Fiscal deal will cost you: 8 tax changes

Here are eight tax changes under the 'fiscal cliff' deal that may hit your pocketbook.

8. 401(k) conversions to Roth IRAs made easier

Jason York/Handout/Reuters/File
Certified Financial Planner Jeff Rose, shown here in a 2008 handout photo, started the Roth IRA Movement, a social media initiative to make people familiar with the retirement plan that allows Americans to save for retirement with no taxes due once they pull their money out. The new fiscal deal will make it easier for taxpayers to convert their 401(k) tax plans to Roth IRAs.

By easing the rules regarding conversions of 401(k), 403(b), and similar retirement plans, Congress hopes to encourage taxpayers to roll over their taxable retirement funds into nontaxable Roth IRAs. Under current law, taxpayers can only roll their 401(k) plans into Roth IRAs for specific reasons, such as a job change, retirement, or reaching 59-1/2. The new deal eases those restrictions, with the hope that more taxpayers would make the move.
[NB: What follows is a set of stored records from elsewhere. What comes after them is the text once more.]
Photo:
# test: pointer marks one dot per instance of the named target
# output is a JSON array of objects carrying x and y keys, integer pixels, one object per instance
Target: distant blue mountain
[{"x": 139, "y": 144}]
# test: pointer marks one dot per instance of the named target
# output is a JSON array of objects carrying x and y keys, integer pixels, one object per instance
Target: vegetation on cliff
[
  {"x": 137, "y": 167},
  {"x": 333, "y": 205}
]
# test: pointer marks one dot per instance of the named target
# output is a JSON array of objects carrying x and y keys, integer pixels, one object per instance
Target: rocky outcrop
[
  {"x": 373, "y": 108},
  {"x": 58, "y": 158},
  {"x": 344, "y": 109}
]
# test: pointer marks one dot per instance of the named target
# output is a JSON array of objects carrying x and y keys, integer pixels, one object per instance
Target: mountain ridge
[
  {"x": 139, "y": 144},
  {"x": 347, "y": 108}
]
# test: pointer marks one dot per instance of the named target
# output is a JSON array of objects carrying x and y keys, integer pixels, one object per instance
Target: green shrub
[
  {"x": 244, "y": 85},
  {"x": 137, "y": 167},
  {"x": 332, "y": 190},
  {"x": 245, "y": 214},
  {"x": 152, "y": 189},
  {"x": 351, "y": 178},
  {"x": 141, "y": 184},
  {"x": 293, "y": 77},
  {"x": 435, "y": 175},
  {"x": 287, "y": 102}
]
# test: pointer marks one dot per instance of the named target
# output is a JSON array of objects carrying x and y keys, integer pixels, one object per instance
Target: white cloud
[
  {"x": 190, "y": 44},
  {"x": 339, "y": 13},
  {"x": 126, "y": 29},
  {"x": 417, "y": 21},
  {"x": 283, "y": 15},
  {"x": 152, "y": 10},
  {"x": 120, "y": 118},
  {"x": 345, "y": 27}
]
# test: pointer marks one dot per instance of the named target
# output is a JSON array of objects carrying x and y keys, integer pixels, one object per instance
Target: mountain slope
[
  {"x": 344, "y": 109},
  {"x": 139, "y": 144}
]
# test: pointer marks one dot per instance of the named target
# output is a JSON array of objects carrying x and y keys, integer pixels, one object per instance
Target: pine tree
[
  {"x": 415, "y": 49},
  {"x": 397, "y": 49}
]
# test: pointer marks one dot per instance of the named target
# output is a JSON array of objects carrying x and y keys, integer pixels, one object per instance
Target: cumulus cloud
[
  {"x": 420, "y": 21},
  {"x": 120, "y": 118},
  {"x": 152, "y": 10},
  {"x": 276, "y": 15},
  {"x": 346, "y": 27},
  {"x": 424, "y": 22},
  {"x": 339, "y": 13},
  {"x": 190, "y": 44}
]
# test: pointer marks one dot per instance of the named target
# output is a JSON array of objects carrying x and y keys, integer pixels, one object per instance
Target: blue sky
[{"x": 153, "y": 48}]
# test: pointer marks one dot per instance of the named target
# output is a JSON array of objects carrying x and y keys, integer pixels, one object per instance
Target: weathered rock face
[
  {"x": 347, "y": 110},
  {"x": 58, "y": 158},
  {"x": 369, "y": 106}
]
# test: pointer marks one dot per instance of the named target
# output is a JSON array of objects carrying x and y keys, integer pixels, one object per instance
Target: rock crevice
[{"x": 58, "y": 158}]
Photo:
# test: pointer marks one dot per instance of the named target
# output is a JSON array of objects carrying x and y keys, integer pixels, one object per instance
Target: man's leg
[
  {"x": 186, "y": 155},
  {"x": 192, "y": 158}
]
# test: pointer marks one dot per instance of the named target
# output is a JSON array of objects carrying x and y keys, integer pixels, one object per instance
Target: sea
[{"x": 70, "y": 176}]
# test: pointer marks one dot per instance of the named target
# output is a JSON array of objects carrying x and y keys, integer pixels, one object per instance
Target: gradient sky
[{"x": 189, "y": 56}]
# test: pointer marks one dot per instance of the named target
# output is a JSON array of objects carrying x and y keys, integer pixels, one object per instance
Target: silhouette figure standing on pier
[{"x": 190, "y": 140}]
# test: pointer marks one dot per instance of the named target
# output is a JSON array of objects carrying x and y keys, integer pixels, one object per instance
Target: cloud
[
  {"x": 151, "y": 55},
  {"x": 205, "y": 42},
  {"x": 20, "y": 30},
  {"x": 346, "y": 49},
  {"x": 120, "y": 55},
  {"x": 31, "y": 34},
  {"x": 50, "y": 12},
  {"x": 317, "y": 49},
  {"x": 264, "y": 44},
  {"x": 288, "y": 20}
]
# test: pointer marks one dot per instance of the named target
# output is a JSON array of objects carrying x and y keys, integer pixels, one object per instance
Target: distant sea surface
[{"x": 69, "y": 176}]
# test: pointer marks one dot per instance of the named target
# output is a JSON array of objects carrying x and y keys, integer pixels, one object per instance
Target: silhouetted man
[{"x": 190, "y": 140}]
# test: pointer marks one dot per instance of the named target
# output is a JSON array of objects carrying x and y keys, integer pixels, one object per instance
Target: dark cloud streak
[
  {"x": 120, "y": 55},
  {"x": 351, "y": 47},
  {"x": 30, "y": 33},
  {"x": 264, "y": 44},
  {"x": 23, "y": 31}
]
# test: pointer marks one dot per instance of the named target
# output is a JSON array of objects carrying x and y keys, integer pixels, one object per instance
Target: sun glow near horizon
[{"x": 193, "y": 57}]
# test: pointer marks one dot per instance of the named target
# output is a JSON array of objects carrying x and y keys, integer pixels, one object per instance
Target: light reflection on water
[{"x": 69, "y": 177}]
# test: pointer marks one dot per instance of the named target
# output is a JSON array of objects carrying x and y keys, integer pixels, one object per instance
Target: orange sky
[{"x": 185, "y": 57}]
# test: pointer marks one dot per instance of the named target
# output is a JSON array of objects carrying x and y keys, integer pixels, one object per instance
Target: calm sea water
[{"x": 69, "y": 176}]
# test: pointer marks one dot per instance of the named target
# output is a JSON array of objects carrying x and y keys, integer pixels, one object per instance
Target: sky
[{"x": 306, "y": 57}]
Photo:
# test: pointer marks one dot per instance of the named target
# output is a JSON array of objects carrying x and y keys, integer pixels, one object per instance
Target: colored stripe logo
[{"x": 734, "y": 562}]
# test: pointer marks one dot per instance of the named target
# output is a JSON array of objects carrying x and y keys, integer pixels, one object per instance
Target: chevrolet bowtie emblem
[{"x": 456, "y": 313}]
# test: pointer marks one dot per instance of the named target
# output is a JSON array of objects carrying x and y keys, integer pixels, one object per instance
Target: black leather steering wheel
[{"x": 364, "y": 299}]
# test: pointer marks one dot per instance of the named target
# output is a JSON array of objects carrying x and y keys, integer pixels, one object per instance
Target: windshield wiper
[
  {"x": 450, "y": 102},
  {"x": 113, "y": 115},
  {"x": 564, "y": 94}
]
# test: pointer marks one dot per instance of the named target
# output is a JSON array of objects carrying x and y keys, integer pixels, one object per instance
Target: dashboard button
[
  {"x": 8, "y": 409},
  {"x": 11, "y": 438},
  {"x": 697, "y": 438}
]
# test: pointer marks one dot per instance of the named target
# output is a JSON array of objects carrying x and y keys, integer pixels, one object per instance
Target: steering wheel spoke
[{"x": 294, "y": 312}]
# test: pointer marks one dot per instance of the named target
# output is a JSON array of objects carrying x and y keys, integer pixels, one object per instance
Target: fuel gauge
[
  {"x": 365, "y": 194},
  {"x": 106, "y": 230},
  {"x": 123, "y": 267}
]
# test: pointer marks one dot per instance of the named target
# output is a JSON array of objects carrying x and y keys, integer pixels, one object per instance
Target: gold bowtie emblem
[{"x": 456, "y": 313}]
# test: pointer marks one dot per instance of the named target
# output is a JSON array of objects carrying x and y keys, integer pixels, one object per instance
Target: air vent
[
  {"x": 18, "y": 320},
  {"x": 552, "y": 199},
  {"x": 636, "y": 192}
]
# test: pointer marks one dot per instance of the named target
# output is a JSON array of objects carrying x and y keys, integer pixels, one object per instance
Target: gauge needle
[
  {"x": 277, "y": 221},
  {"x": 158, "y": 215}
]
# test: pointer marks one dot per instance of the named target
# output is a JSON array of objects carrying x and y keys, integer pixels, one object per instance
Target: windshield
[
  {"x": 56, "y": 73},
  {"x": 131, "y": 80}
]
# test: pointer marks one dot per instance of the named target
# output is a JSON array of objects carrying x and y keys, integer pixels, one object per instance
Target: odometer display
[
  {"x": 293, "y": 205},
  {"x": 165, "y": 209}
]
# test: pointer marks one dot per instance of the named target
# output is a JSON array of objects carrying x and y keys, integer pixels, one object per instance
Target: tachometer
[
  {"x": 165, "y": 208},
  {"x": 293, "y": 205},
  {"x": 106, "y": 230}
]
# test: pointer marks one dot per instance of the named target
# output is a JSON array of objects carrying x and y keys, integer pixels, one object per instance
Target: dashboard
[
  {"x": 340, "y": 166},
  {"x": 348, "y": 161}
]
Since rolling a 401(k) into a Roth is a taxable event, the looser rules are expected to generate immediate federal revenue. Congress wants to offset some of the $24 billion lost because of a two-month delay in the big federal spending cuts across the board that the "fiscal cliff" would have enforced beginning Jan. 1. But it's a short-term revenue boost at the expense of long-term tax revenues that would come from 401(k) funds, which accumulate tax-free but are taxable once they're withdrawn from the account.